Grâce aux réseaux sociaux, les événements que j’organise…. Il y a de bons DJs qui jouent mes chansons à la radio de temps en temps, mais avec ce que je fais maintenant, je ne pense pas que la radio me serait utile. J’aime le côté underground de ce que je fais. Je suis en train de construire une fondation et je fais toutes les étapes ingrates en ce moment, donc ce n’est pas le bon moment pour être trop exposé. La musique compte pour moi; je ne veux pas en faire juste parce que je sais qu’on peut en vivre. Mon père était musicien et j’ai vu toutes les expériences qu’il a vécues. Pour l’instant, je peux travailler avec la radio, mais je ne mourrai pas pour ça. Ma radio, c’est Internet.  

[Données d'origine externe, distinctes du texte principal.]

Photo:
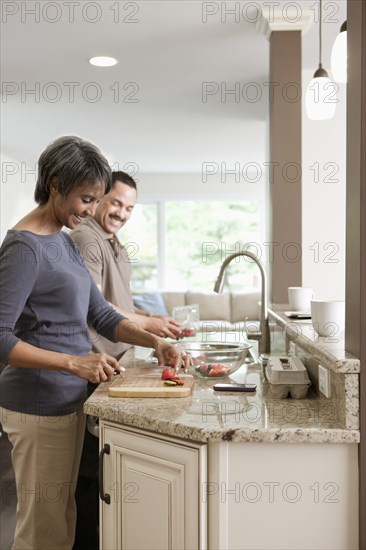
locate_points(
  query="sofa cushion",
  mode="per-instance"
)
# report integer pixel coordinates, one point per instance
(244, 305)
(151, 301)
(212, 305)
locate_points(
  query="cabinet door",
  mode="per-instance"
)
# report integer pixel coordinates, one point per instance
(155, 490)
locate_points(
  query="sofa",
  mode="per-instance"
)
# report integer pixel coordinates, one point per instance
(230, 312)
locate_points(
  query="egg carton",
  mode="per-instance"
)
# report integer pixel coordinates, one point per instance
(287, 375)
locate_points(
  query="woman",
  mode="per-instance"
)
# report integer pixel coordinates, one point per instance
(47, 300)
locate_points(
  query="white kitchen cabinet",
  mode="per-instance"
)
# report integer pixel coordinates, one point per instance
(154, 486)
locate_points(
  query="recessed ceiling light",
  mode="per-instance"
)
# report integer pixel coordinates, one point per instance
(103, 61)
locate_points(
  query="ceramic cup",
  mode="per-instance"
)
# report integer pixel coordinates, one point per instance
(328, 318)
(299, 298)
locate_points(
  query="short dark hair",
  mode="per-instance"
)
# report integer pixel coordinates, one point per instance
(72, 160)
(124, 178)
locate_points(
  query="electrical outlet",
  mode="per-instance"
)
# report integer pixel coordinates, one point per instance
(324, 380)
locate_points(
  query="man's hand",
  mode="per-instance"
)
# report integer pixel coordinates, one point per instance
(162, 326)
(172, 355)
(96, 367)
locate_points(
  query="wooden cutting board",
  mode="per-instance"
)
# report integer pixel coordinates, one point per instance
(149, 384)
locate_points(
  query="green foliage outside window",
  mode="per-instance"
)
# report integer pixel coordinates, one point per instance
(198, 236)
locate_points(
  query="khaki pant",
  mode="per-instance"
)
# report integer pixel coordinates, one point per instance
(45, 456)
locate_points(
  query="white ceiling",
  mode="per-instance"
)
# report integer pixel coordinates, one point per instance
(167, 53)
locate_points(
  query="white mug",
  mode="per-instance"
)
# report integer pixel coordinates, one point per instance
(299, 298)
(328, 318)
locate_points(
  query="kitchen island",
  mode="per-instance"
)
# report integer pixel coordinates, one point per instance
(227, 471)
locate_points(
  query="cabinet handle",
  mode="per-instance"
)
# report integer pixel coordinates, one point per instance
(104, 496)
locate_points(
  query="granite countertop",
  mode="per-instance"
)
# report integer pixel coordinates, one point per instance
(330, 351)
(208, 416)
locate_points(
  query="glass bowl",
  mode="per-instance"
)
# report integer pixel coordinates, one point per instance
(216, 359)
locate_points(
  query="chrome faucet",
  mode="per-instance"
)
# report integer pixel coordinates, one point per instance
(263, 335)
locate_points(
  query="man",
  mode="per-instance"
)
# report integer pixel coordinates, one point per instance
(108, 263)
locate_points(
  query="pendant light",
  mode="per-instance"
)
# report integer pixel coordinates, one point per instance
(339, 56)
(320, 95)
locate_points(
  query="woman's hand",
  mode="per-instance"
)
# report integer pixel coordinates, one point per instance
(162, 326)
(172, 355)
(96, 367)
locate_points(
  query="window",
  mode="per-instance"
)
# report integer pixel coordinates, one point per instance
(180, 245)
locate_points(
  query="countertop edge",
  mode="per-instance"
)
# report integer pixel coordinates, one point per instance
(349, 365)
(209, 435)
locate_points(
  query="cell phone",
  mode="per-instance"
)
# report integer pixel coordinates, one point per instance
(235, 387)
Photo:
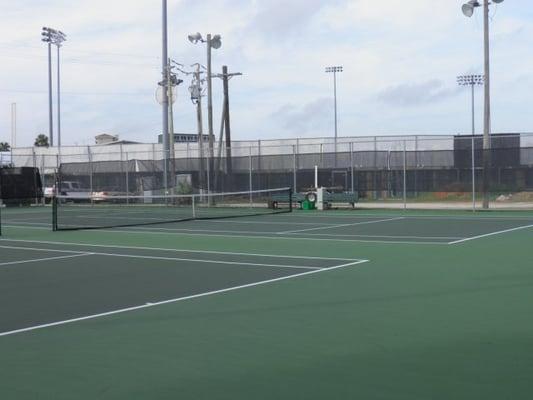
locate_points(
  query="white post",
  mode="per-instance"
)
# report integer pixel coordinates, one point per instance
(251, 175)
(404, 175)
(473, 174)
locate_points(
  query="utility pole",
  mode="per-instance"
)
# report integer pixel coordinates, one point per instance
(225, 124)
(486, 122)
(196, 96)
(210, 111)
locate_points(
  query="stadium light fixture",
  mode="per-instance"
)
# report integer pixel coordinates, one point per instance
(55, 37)
(468, 10)
(212, 42)
(334, 70)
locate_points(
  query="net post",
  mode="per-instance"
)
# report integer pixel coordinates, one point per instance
(352, 168)
(404, 175)
(54, 214)
(294, 168)
(473, 173)
(290, 199)
(250, 177)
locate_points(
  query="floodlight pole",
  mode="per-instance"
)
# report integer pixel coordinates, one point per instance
(487, 121)
(468, 11)
(58, 97)
(472, 81)
(334, 70)
(165, 84)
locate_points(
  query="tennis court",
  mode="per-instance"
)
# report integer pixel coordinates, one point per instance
(336, 304)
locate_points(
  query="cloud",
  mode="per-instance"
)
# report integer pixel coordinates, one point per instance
(415, 94)
(395, 52)
(311, 117)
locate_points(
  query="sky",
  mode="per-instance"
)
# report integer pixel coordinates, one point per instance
(400, 60)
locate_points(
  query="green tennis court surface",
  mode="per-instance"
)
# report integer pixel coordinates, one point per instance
(362, 304)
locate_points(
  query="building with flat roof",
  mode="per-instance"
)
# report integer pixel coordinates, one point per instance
(184, 138)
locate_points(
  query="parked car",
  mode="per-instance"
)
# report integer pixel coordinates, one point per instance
(109, 196)
(72, 189)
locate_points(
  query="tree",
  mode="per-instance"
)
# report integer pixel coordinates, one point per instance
(41, 141)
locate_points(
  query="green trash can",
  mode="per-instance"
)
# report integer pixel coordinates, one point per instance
(308, 205)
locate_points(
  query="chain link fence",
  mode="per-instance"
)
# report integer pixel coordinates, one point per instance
(410, 171)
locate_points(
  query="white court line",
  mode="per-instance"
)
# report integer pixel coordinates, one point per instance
(108, 246)
(476, 217)
(185, 230)
(341, 225)
(123, 310)
(261, 222)
(383, 236)
(44, 259)
(153, 258)
(148, 232)
(238, 263)
(492, 234)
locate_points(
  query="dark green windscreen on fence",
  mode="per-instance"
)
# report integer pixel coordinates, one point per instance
(70, 213)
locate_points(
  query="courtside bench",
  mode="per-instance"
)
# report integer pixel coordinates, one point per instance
(329, 198)
(283, 198)
(347, 197)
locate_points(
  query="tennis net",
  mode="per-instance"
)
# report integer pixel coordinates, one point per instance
(107, 211)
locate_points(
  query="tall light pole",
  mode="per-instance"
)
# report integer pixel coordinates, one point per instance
(212, 42)
(468, 10)
(472, 81)
(53, 36)
(334, 70)
(13, 125)
(47, 38)
(164, 102)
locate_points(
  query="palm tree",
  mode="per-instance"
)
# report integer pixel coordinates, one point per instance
(41, 141)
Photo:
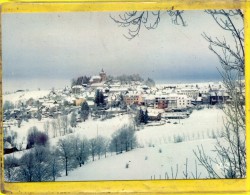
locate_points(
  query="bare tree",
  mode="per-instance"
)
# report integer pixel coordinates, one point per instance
(46, 127)
(65, 152)
(54, 128)
(41, 163)
(65, 124)
(54, 165)
(80, 150)
(135, 20)
(26, 170)
(231, 150)
(93, 147)
(10, 164)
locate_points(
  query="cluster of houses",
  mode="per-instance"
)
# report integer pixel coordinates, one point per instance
(123, 97)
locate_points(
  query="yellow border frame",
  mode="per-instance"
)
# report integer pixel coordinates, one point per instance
(222, 186)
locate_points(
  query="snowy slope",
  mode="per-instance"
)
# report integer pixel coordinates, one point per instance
(19, 96)
(144, 163)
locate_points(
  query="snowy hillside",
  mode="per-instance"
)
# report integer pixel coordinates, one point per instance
(145, 163)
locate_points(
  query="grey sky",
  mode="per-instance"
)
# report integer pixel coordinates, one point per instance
(66, 45)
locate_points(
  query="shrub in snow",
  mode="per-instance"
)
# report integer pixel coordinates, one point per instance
(178, 139)
(36, 137)
(123, 140)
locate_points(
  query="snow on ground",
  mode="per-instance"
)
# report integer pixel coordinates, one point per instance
(25, 95)
(145, 163)
(200, 125)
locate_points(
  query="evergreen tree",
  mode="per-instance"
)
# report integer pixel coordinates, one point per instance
(139, 117)
(146, 117)
(99, 98)
(84, 111)
(73, 120)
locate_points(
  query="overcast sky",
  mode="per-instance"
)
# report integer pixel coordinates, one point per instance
(61, 46)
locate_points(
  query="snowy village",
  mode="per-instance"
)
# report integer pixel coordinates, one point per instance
(111, 128)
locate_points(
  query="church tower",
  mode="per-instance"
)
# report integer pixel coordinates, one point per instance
(103, 76)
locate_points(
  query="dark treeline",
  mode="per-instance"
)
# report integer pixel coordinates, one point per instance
(124, 79)
(44, 163)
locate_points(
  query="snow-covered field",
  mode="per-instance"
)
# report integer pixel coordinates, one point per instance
(158, 154)
(25, 95)
(145, 164)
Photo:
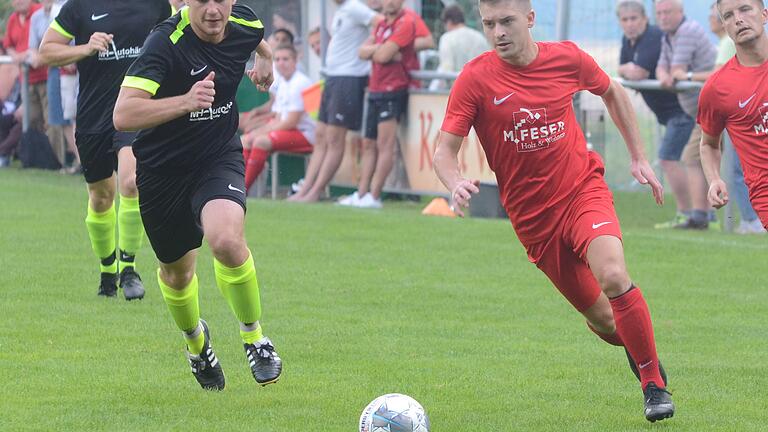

Votre relation étroite avec Accra et Labadi revient systématiquement dans votre travail : dans votre prochain EP, les titres de vos morceaux sont des concepts purement ghanéens et même typiquement d’Accra.

J’ai un lien très fort avec Labadi parce que j’ai vécu ici plus de 20 ans. Ma famille est là et si le monde entier me rejette, je peux me réfugier chez eux. C’est aussi ici que j’ai appris à faire de la musique et où j’ai eu des expériences qui ont fait de moi l’artiste que je suis. Labadi signifie beaucoup pour moi, et la musique est la seule chose qui me maintient à mes racines : sans elle, je n’aurais aucun objectif. Je n’ai pas d’engagement communautaire pour le moment, mais c’est quelque chose que j’espère faire à l’avenir. Je gagne un peu en notoriété et avec le temps, je veux vraiment tout redonner à ma communauté. Les gens ne le savent même pas, mais je fais ma musique pour eux. Je veux que les gens dans le monde sachent, quand ils écoutent Gafacci, que ce gars est de Labadi – Accra. 

Face The Wall EP est déjà disponible et Gafacci sera en tournée européenne en été prochain.